True to my original vision, the winners of our top prizes have been from all over India and belong to all religions. In the first year Ghulam Muhammad Dhansali won the top prize and was followed by Paramjeet Singh (who now sings on Canadian TV). Vikasji’s association with the holy pilgrimage continued.
He would sometimes accompany his filmmaker friends who had just completed a filmto the holy shrine of Sri Mata Vaishno Devi Ji to seek blessings for their new venture. After the darshan Vikasji and Rakesh Wazir would sometimes bring the film producers to my house in Jammu, where they would accept nothing more than a vegetarian meal.
When I went to Mumbai on a personal visit I got an idea of Vikasji’s influence and goodwill among film producers. They threw a dinner in my honour where not only producers who had been to my Jammu house but every single active film producer (but not directors) attended, some only for fifteen minutes, but each of them felt obliged to ‘mark attendance’ (haazirilagaana) with Ganesh ji and Vikasji.

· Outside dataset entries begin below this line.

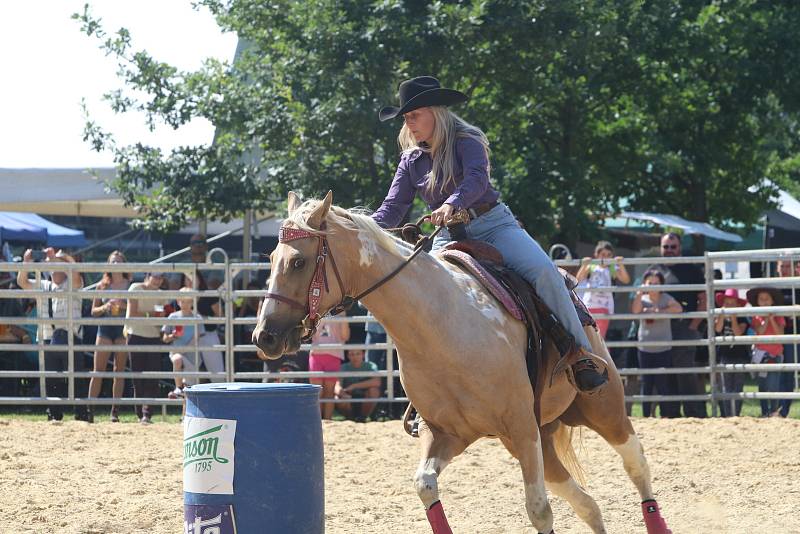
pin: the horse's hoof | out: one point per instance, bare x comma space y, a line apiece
652, 518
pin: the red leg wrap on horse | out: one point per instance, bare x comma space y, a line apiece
652, 518
437, 519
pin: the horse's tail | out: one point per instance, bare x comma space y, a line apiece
562, 443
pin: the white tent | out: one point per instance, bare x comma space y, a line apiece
61, 192
690, 227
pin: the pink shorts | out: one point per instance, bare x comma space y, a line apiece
324, 362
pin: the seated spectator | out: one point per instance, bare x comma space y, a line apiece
9, 333
181, 337
767, 325
110, 334
327, 360
729, 326
656, 330
602, 275
57, 308
357, 388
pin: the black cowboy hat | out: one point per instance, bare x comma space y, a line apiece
421, 92
777, 295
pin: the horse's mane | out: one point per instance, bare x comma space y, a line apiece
355, 219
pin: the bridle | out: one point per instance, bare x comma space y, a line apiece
319, 281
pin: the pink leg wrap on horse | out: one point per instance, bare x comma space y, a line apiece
652, 518
437, 519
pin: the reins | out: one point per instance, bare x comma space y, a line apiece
319, 281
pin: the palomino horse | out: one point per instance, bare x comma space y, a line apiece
462, 359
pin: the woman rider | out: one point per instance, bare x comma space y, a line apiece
446, 161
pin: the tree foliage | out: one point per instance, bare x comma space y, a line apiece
676, 106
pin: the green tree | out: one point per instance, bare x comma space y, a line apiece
589, 105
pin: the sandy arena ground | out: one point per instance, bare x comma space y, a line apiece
711, 476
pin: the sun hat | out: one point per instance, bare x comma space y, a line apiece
777, 295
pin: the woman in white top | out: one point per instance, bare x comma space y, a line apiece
602, 275
145, 334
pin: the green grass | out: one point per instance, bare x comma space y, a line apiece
37, 413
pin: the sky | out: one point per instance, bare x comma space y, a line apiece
47, 65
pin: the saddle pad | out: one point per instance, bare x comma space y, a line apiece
487, 280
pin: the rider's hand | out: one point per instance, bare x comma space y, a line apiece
440, 215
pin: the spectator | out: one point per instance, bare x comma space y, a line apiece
9, 333
787, 268
656, 330
357, 388
729, 326
682, 356
110, 334
145, 335
180, 337
765, 352
57, 308
328, 360
602, 275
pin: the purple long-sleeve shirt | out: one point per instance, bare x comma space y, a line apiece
471, 169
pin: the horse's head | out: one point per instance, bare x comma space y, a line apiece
296, 294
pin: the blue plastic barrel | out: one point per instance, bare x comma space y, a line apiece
253, 459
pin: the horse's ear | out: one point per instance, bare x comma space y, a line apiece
321, 211
294, 201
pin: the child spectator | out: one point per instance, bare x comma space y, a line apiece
327, 360
729, 326
357, 388
57, 308
767, 325
180, 337
602, 275
791, 296
656, 330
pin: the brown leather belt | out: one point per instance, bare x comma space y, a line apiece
480, 209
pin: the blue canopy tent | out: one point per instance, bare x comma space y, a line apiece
13, 229
30, 227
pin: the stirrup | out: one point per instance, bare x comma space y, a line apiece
588, 379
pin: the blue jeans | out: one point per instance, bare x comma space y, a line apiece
522, 253
769, 383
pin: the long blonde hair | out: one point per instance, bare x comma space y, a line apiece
448, 127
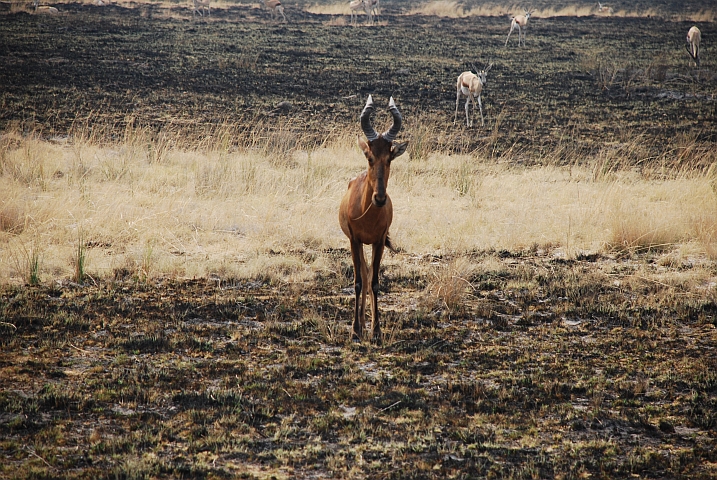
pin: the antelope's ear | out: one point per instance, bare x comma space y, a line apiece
398, 149
364, 146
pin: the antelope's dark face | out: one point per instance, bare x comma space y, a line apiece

The same was true of his son Amul Mohan’s wedding. Almost the entire film industry turned up. And, on a sad note, when Vikasji left us a few months ago tributes to him continued to pour in for months. No less a newspaper than The Hindu has created a record of many of these tributes to Vikasji on The Hindu’s own website.
Earlier this year, when for a few months I was Advisor to His Excellency the Governor, I received an emotional request from Vikasji. There was a marriage in his family and it meant a lot to him but he could not attend because he was not well.
I feel very awkward at functions where I do not know the hosts personally. But there was no question of refusing Vikasji.
At that stage I did not realise how seriously ill he was, or that we only had a few weeks of his company left with us. I am glad that I represented him at the Sharma- Khajuria wedding.
Now, as we celebrate the All India Devotional Songs Contest at Katra for the first time without Vikasji, we thank him for giving it its current stature.